What Is a Permit Bond?
In the construction industry, a permit bond is a type of commercial surety bond typically required by a local municipality, state or federal agency as a condition for obtaining a permit for certain projects. When required, license and permit surety bonds provide a form of financial guarantee for the entity requesting the bond (the obligee), that a contractor (or property owner) will comply with all applicable laws, ordinances and building codes related to the project being performed, in much the same way as a license bond ensures ongoing legal compliance for contractors. Like other surety bonds, these bonds are generally fully indemnified and must be paid back to the surety in the event of a viable claim payout, unlike insurance. Examples of common permit bonds in the construction industry include grading bonds, excavation bonds and encroachment bonds.
What Is the Process for Obtaining a Permit Surety Bond?
Depending on the type of bond being requested, the permit bonding process begins with properly identifying the appropriate surety bond being required, as well as the bond amount.

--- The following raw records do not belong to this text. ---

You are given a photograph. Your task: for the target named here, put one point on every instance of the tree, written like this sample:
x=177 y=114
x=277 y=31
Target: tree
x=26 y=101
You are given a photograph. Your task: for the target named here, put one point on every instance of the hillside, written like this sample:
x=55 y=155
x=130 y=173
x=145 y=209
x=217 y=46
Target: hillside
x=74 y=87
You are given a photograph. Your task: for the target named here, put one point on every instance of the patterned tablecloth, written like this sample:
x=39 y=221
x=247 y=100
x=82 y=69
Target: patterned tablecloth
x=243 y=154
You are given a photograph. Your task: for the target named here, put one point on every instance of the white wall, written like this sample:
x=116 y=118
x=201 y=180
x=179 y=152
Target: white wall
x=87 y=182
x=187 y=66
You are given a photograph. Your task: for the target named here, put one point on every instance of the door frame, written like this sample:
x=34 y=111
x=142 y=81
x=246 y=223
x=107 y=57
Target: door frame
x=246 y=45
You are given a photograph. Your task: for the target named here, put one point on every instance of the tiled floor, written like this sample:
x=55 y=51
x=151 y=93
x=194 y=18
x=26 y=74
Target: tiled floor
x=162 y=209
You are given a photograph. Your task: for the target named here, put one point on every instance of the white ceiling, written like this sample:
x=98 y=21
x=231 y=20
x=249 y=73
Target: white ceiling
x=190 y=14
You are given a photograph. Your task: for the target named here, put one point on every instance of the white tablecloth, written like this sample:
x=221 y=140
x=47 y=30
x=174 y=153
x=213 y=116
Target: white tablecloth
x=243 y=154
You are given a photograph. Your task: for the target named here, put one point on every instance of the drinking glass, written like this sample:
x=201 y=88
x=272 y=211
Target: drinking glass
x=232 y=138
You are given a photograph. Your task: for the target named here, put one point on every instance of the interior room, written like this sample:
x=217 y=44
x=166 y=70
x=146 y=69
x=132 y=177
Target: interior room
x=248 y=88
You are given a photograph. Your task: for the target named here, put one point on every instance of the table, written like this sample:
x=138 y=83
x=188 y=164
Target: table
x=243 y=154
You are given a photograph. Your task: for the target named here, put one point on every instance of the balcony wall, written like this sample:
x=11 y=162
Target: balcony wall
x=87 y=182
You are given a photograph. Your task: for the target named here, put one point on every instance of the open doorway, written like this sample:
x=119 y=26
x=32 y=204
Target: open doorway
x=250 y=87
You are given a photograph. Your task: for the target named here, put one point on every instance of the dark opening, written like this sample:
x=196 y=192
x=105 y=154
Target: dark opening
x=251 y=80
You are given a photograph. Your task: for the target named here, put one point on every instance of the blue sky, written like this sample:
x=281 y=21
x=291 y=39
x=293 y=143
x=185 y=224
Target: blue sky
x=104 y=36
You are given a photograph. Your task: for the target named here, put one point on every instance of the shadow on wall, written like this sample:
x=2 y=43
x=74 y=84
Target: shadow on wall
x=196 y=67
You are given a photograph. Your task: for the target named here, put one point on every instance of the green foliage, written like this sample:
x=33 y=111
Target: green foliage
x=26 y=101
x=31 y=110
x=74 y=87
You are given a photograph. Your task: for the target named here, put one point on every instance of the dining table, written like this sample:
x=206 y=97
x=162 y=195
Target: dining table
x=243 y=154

Contractors can usually obtain documents containing this information from the government entity requiring the permit surety bond. These documents generally include the bond request form which outlines the bond being requested, a letter stating the particular bond requirements and the bond form required by the entity requesting the bond. Once our underwriters have this information, the process to quote and issue many permit bonds is relatively simple depending on several factors including the bond size and the applicant’s ability to be bonded.
License and Permit Bonds vs Insurance
Although these types of bonds can be considered to be a kind of insurance, permit bonds and insurance are not identical products. A permit surety bond is an indication to consumers that money has been set aside by a company as protection if a contractor does not follow through on what they say they will do, or other issues arise. They are important for protecting the parties involved from loss.
How Much Do License and Permit Bonds Cost?
Most permit surety bonds can be issued right away, without underwriting, typically for just 1% of the total bond amount. For example, if your required bond amount is $10,000, you will only need to pay a $100 premium.
Although most permit bonds can be issued right away, there are situations where the bond must be reviewed by an underwriter before the final cost can be determined. When bond purchasers are evaluated, the price that they will end up paying is mainly dependent on their current credit score. The better their credit score, the lower the premium they will be required to pay.
While credit is an important determining factor, underwritten bonds can still be purchased with bad credit. The downside is that they will cost more than someone purchasing a bond with good credit might have to pay.
Common Types of Permit Surety Bonds:
Grading bonds are generally required for projects over a specified size where a contractor or property owner is seeking a grading/building permit. The bond ensures that the work being done is performed according to the approved set of plans specified in the permit.
An encroachment bond is often required on certain projects where work being performed on private property could encroach upon government land. The bond ensures that government land is protected in the event it is intentionally or unintentionally altered or damaged in the construction process.
An excavation bond is a type of permit surety bond required in connection with earth moving activities.